Ivan Ristic presenting SSL Pulse at Infosecurity 2012 in London.
The purpose of SSL Pulse is to bring visibility to SSL implementation issues on the Web, and while businesses are starting to fix these issues we can keep track of progress made towards making SSL more robust and widely adopted on the Internet.
SSL Pulse is based on the assessment technology and testing conducted by SSL Labs. The underlying data set draws from the information on about 200,000 SSL web sites that represent the most popular web sites in the world.
We cherry-picked only the most important data points, focusing especially on those aspects where improvements are needed. We have so far conducted only one round of testing, but, when the next month’s results become available, we will start to show historic values and hopefully see improvements for each data point.
So what do the results tell us? Looking at the SSL Labs grades, which are designed to sum up the quality of SSL configuration, we can see that about 50% (99,903 sites) got an A, which is a good result. Previous global SSL Labs surveys reported about 33% well-configured sites, which means that more popular sites are better configured.
Unfortunately, many of these A-grade sites (still) support insecure renegotiation (8,522 sites, or 8.5% of the well-configured ones) or are vulnerable to the BEAST attack (72,357 sites, or 72.4% of the well-configured ones).

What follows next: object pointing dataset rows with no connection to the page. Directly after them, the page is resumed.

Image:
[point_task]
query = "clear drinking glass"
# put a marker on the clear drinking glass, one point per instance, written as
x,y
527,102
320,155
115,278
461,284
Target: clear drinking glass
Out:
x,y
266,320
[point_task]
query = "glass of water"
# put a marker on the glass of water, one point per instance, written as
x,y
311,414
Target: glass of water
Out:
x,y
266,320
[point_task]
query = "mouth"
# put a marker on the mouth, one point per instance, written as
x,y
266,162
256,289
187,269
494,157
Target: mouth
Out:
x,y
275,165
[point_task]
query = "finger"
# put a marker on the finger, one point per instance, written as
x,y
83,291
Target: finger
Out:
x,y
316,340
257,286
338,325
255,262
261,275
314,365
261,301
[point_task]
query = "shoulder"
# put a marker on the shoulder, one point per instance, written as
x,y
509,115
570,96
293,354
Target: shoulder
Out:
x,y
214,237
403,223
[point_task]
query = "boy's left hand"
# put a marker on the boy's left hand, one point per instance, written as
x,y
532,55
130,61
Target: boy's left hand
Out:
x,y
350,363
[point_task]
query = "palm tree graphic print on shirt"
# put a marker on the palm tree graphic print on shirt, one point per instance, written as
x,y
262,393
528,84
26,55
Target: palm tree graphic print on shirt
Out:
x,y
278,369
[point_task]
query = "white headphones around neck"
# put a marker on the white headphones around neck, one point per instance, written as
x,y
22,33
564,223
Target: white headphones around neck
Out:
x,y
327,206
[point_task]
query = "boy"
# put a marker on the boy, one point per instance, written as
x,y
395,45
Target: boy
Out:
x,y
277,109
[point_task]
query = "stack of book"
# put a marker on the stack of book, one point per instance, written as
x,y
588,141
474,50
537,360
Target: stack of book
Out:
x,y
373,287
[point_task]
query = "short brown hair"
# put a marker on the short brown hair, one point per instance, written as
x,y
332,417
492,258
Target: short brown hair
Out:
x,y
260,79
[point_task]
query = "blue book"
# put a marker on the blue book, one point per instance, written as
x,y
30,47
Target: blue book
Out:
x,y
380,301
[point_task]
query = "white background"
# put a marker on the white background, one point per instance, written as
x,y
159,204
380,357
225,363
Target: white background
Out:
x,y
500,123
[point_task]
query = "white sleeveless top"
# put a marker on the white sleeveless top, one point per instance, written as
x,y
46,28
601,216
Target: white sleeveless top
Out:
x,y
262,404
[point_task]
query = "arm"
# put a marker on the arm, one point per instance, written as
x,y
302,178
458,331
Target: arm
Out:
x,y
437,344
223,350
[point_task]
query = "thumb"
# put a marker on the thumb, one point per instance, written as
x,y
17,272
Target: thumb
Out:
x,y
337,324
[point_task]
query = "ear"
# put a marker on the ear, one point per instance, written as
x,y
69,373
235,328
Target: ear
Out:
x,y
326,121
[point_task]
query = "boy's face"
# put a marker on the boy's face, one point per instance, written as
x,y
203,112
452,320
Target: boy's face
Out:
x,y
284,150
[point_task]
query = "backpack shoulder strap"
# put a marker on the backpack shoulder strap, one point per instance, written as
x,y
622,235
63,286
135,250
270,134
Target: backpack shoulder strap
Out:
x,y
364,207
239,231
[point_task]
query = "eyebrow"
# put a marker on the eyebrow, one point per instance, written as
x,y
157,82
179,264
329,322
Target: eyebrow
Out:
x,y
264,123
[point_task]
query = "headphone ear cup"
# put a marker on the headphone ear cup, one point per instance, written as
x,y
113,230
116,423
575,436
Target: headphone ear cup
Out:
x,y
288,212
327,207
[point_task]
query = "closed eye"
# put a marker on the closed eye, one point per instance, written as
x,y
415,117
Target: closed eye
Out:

This leaves us with only 19,024 sites (or 9.59% of all sites) that are genuinely secure at this level of analysis.
The number of sites vulnerable to insecure renegotiation is decreasing at a steady pace, as patches are applied or servers get replaced. The very high number of sites vulnerable to the BEAST attack is worrying, because this problem needs to be addressed in configuration, and that requires awareness, time, and knowledge. Plus, freshly installed systems are equally likely to be vulnerable because of the insecure defaults.
Among other interesting data points, we found only 19 weak private keys in our data. There are also 9 keys that trigger our black list of weak Debian keys. The support for HTTP Strict Transport Security, which is the state of the art configuration for SSL, is at 0.85% (1,697 sites).
As part of this effort, we also published an SSL/TLS Deployment Best Practices guide with clear and concise instructions to help overworked administrators and programmers spend the minimum time possible to deploy a secure site or web application.
In related news, the Trustworthy Internet Movement (TIM) has chosen SSL governance and implementation across the Internet as its first project.